The Valley has its fingers crossed as the state air board prepares to meet Thursday to allocate funds from Proposition 1B to clean up pollution caused by the movement of goods along the state’s trade corridors. We wrote about the upcoming hearing in a Sunday editorial.
The formula proposed by the Air Resources Board staff would give the lion’s share of the funding to Southern California. Why are we not surprised?
Geography and climate make the Valley unique. A ton of pollution does more damage here than elsewhere. The Bay Area, with 6 times more emissions per square mile, has clean air. Air quality in the South Coast air district is only slightly worse than the Valley's worse, even though it has 10 times more emissions per square mile.
The state has identified four major goods movement corridors. One of them is the San Joaquin Valley. It accounts for 45% of the total traffic in all the corridors combined — yet ARB staff proposes spending only 25% of the Proposition 1B mitigation funds here. Southern California would get 55%.
The Valley and the South Coast air district are statistically similar in terms of number of violations of clean air standards — but ARB staff proposes to give South Coast more than twice as much in funding.

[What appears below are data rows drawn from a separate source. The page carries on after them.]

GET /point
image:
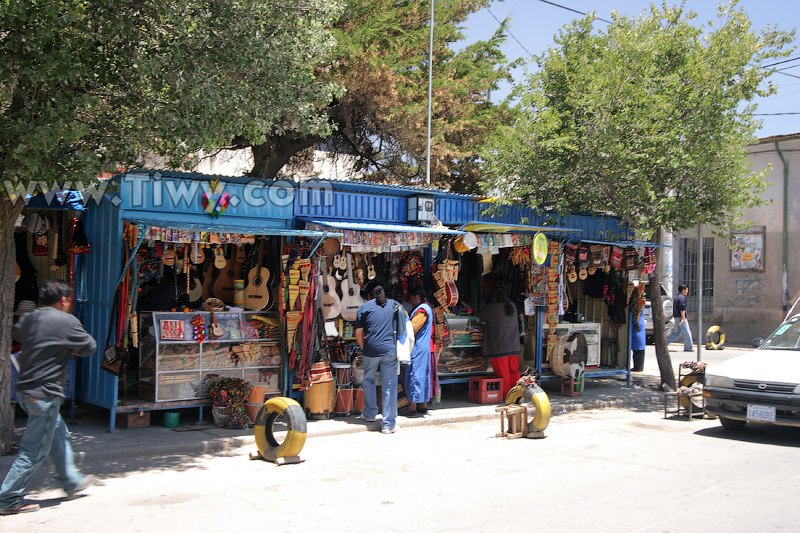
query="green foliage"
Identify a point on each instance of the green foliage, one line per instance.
(381, 58)
(646, 118)
(86, 85)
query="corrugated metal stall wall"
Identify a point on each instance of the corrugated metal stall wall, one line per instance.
(96, 279)
(341, 205)
(454, 211)
(157, 197)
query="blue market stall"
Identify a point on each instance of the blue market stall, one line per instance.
(156, 225)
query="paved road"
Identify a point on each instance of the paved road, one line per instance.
(610, 470)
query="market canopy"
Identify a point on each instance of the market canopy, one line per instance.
(478, 226)
(378, 227)
(624, 244)
(245, 230)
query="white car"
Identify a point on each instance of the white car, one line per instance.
(761, 386)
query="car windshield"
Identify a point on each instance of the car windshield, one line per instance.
(786, 337)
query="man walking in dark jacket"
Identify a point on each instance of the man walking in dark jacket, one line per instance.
(49, 336)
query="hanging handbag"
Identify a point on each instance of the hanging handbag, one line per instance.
(403, 335)
(616, 256)
(114, 355)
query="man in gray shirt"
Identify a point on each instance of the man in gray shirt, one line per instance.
(49, 336)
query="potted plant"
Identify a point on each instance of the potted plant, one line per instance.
(228, 396)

The Valley has been neglected and deprived for decades. Now we have to conclude that, at least according to the ARB staff, the lives of children and adults in the Valley are worth less than the lives of those in Southern California. Is that really part of the ARB calculus?
Many years ago SoCal was worse in air but I believe it is worse here now. We get it coming from North and Sorth. It is amazing that the ARB would be less concerned with us when their familes are here to. TYhis shows me that they don't think it is a big problem here. Living in a rural community smelling and seeing the smoke from agricultural burning I think the City should send out wood chipping trucks for them to use cause if they cut them in small pieces and sent them through the waste pickup they would end up in the city yard to be chipped into compost. There are better ways if people just think about it. There is that common sense thing again or lack thereof.